Il sindaco, Nicolò De Bartolo, scrive ai vertici dell’Asp Cosenza in merito al paventato accorpamento in un’unica postazione del servizio di Continuità Assistenziale tra i comuni di Morano, San Basile e Saracena. Nella missiva, dal profilo istituzionale, ma ferma e perentoria, De Bartolo manifesta grande disappunto e preoccupazione per quello che definisce, se la notizia, per ora ufficiosa, dovesse essere confermata, un ulteriore «crudele scippo» a danno di «un comprensorio già pesantemente colpito dal depotenziamento dell’ospedale di Castrovillari», e ricorda come anche «in passato, stava per verificarsi una simile evenienza, poi opportunamente scongiurata».
«Se i tre presidi di Guardia Medica, di Morano, San Basile e Saracena, che ad oggi garantiscono assistenza notturna, festiva e prefestiva immediata, dovessero realmente essere accorpati sì da formarne uno solo, con competenza su di un territorio molto esteso – afferma il primo cittadino moranese – data l’orografia dell’area e la mancanza nei centri in parola di strutture dedicate alla prima gestione delle emergenze/urgenze, peraltro in piena crisi pandemica appesantita dalla recrudescenza dei contagi, gli effetti sulle popolazioni interessate sarebbero devastanti e il disagio incalcolabile. Auspichiamo che le autorità preposte, alle quali ci siamo rivolti nella speranza di essere ascoltati, recepiscano le nostre motivazioni e programmino di conseguenza. Diversamente, vorremmo capire come, in caso di simultanea grave necessità in due o, potrebbe capitare anche questo, in tutti e tre i paesi, con l’aggiunta di Campotenese che, come noto, è una contrada di Morano, un medico possa intervenire per curare contemporaneamente più pazienti distanti fra loro decine e decine di chilometri.

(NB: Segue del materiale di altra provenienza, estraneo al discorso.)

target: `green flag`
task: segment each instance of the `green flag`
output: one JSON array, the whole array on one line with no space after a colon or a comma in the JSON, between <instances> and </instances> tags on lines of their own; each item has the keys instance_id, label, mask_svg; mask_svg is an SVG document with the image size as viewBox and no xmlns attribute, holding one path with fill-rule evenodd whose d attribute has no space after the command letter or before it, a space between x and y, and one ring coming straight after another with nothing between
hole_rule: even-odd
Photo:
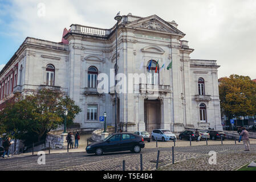
<instances>
[{"instance_id":1,"label":"green flag","mask_svg":"<svg viewBox=\"0 0 256 182\"><path fill-rule=\"evenodd\" d=\"M169 69L172 68L172 60L170 61L170 64L168 65L168 67L167 67L167 69L169 70Z\"/></svg>"}]
</instances>

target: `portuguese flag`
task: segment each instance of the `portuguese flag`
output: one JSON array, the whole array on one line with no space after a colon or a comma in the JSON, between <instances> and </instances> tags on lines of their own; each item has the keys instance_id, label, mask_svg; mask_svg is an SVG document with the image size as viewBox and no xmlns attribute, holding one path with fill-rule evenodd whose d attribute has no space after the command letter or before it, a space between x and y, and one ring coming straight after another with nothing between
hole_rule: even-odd
<instances>
[{"instance_id":1,"label":"portuguese flag","mask_svg":"<svg viewBox=\"0 0 256 182\"><path fill-rule=\"evenodd\" d=\"M159 68L159 60L157 60L157 63L156 63L156 70L155 71L155 73L157 73L157 69Z\"/></svg>"},{"instance_id":2,"label":"portuguese flag","mask_svg":"<svg viewBox=\"0 0 256 182\"><path fill-rule=\"evenodd\" d=\"M169 70L169 68L172 69L172 60L170 61L170 64L168 65L168 67L167 67L167 69Z\"/></svg>"}]
</instances>

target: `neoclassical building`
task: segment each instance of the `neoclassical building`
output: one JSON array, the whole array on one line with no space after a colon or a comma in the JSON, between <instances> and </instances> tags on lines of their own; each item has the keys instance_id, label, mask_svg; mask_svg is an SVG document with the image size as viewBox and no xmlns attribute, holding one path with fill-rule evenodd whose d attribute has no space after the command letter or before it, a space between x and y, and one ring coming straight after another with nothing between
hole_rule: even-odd
<instances>
[{"instance_id":1,"label":"neoclassical building","mask_svg":"<svg viewBox=\"0 0 256 182\"><path fill-rule=\"evenodd\" d=\"M122 16L117 55L116 25L103 29L72 24L61 43L27 38L0 72L1 109L13 93L46 88L75 101L82 111L75 122L81 127L101 127L99 117L105 111L107 124L115 126L115 94L110 85L107 93L98 92L97 86L102 73L114 81L110 78L117 56L117 73L127 79L129 73L147 76L145 82L140 79L125 88L133 93L118 94L119 128L222 130L216 61L190 59L194 49L181 40L185 34L174 21L156 15Z\"/></svg>"}]
</instances>

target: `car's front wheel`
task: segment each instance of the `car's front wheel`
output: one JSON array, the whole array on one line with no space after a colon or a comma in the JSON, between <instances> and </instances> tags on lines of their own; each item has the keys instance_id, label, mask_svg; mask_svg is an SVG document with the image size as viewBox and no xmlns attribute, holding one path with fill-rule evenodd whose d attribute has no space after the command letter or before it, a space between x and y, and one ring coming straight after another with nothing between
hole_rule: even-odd
<instances>
[{"instance_id":1,"label":"car's front wheel","mask_svg":"<svg viewBox=\"0 0 256 182\"><path fill-rule=\"evenodd\" d=\"M95 154L97 155L101 155L103 154L103 151L100 148L97 148L95 150Z\"/></svg>"},{"instance_id":2,"label":"car's front wheel","mask_svg":"<svg viewBox=\"0 0 256 182\"><path fill-rule=\"evenodd\" d=\"M139 153L141 150L141 148L139 146L135 146L133 147L133 152Z\"/></svg>"}]
</instances>

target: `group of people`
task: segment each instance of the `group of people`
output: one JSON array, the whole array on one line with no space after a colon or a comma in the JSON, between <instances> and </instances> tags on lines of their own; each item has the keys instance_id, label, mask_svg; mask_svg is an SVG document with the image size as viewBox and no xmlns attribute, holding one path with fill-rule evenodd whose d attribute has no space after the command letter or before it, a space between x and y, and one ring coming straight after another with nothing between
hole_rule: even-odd
<instances>
[{"instance_id":1,"label":"group of people","mask_svg":"<svg viewBox=\"0 0 256 182\"><path fill-rule=\"evenodd\" d=\"M80 135L78 131L76 133L75 135L73 134L72 132L70 132L68 133L68 135L66 137L66 140L67 142L67 147L70 148L78 148L78 141L80 140Z\"/></svg>"},{"instance_id":2,"label":"group of people","mask_svg":"<svg viewBox=\"0 0 256 182\"><path fill-rule=\"evenodd\" d=\"M5 156L6 154L7 154L7 156L8 158L9 158L9 148L10 146L13 144L13 143L11 142L11 138L8 137L7 139L3 142L3 147L5 151L3 151L3 158L5 158Z\"/></svg>"}]
</instances>

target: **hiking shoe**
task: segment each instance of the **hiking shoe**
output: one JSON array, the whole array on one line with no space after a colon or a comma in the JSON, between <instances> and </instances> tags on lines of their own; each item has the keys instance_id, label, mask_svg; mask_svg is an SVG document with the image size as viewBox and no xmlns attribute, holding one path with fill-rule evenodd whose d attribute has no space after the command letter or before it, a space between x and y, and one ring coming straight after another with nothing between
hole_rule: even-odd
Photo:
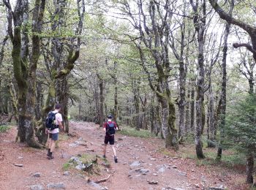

Non possiamo permetterci – evidenzia De Bartolo - dopo aver assistito al dimezzamento dei medici di base in meno di un anno nel mio comune, di perdere l’ennesimo delicato e importantissimo servizio. Conosciamo l’esigenza di procedere a una rimodulazione della malandata sanità regionale, a tutti i livelli; sappiamo che ci sono conti da risanare, nosocomi da riorganizzare, problemi da risolvere. Ma non possono e non devono essere sempre i cittadini, anello debole della catena sociale, a pagarne il prezzo. L’utenza si vedrebbe privata delle indispensabili cure in caso di bisogno; cure che solo la postazione medica fissa può assicurare. Se davvero un’operazione del genere è in itinere, sembra più giusto la si compia in quei paesi forniti di presidi (ospedali e ambulatori vari) in sede, capaci, cioè, di assicurare assistenza immediata alle comunità, che quindi potrebbero sopportare manovre simili. Certamente non a Morano. Le cure mediche, non mi stancherò mai di ripeterlo, appartengono all’alveo dei diritti costituzionali. Come tali vanno difesi in qualsiasi circostanza, condizione, territorio.
Speriamo che l’infelice ipotesi resti tale e che le Postazioni Assistenziali rimangano dove sono. E’ chiaro, però, che qualora si provasse a forzare, non mancheremo di adottare iniziative adeguate».